Oral Cancer Assessment: Recognize Cues
Symptoms to assess:
Oral bleeding
Poor appetite or compromised nutritional status
Difficulty chewing or swallowing
Unplanned weight loss
Thick or absent saliva
Painless oral lesions that are red, raised, or eroded
Thickening or lump in the cheek
Oral Hygiene Regimen
Assess use of dentures or other oral appliances, oral bleeding, alcohol or tobacco usage, and eating difficulties.
Evaluate for cultural, spiritual, or educational needs affecting treatment or health teaching.
Review support systems in place for the patient.
Diagnostic Tests
EGD with biopsy for inspection and tissue specimen collection.
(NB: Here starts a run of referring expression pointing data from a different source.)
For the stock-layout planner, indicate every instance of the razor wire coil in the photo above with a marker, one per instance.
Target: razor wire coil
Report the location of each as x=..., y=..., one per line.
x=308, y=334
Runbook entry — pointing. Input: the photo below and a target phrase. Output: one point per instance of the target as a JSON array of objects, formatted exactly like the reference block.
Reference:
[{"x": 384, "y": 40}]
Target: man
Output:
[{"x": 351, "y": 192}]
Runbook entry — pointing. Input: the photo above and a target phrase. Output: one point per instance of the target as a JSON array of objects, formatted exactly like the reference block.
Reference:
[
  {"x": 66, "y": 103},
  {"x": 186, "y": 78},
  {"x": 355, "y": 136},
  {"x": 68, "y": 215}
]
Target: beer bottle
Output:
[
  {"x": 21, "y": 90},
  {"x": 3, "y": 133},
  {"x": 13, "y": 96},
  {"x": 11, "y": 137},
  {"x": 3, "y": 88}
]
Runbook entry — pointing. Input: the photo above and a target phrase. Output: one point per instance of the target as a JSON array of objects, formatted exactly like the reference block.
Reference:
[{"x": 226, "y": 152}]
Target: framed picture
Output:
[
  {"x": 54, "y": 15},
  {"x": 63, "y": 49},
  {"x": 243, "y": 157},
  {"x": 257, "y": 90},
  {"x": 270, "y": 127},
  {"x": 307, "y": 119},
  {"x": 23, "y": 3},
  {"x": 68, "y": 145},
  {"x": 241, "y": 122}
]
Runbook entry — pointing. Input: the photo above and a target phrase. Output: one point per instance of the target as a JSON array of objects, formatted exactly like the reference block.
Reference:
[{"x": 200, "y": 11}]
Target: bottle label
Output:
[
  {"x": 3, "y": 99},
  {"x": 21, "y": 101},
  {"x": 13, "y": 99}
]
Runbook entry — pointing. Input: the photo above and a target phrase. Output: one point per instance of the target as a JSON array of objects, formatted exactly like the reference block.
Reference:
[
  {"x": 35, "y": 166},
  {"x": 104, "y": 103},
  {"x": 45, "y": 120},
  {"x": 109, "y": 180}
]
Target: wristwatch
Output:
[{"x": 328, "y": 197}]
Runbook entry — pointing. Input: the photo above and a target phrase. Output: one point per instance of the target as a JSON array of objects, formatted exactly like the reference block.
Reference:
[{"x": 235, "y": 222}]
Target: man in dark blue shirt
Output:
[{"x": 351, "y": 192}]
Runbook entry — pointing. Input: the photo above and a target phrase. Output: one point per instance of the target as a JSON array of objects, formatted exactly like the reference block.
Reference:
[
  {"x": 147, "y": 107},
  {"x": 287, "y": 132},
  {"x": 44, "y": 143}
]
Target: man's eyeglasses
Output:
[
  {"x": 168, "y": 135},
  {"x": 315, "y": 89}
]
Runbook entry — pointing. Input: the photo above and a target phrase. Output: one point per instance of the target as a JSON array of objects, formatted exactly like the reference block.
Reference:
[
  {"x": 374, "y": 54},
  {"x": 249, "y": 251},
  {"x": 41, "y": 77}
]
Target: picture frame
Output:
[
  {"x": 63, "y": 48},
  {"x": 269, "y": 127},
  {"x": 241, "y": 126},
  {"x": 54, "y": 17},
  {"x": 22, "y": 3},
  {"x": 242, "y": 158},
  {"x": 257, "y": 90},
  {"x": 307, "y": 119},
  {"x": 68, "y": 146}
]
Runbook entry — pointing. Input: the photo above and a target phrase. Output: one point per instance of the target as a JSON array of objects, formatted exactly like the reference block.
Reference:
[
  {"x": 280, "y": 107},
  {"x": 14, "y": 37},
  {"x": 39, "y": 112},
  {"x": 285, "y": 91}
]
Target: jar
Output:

Positron emission tomography (PET) for metastatic disease identification and treatment evaluation.
Esophageal Tumors
Pathophysiology Overview
Tumors can be either benign or malignant, with more than half metastasizing.
Risk factors include:
Alcohol intake
Diet lacking fresh fruits and vegetables
Diet high in nitrates and nitrosamines
Malnutrition
Obesity, especially with abdominal pressure
Smoking
Untreated GERD
Assessment: Recognize Cues
Monitor for persistent and progressive dysphagia (most common feature), food sticking sensation, odynophagia, halitosis, chronic hiccups, cough, hoarseness, chest pain, and gastrointestinal changes such as regurgitation and unintentional weight loss.
Diagnostic Assessment
EGD with biopsy for cell studies.
Esophageal Trauma
Causes
Blunt injuries, chemical burns, surgery or endoscopy, and continuous severe vomiting.
Treatment
Maintain NPO for esophageal rest, prevent sepsis, and consider surgical options when necessary.
Case Studies
Case Study 1
60-year-old client awaiting biopsy results with concerns about potential cancer:
Appropriate response is to validate concerns and inform about the provider's upcoming review of options.
Case Study 2
Client with a significant smoking and alcohol history asks about cancer risk:
Responses should focus on education about risk factors and prevention.
Case Study 3
Small localized esophageal malignancy receiving photodynamic therapy (PDT):
Teach about the procedure's purpose and expected outcomes.
Case Study 4
Monitoring for post-esophageal dilation and stenting complications:
Watch for immediate and long-term complications.
Questions
Questions cover various assessments and interventions related to oral and esophageal health, focusing on risk factors, assessment outcomes, priorities, and educational needs for patients with stomatitis, GERD, and esophageal issues.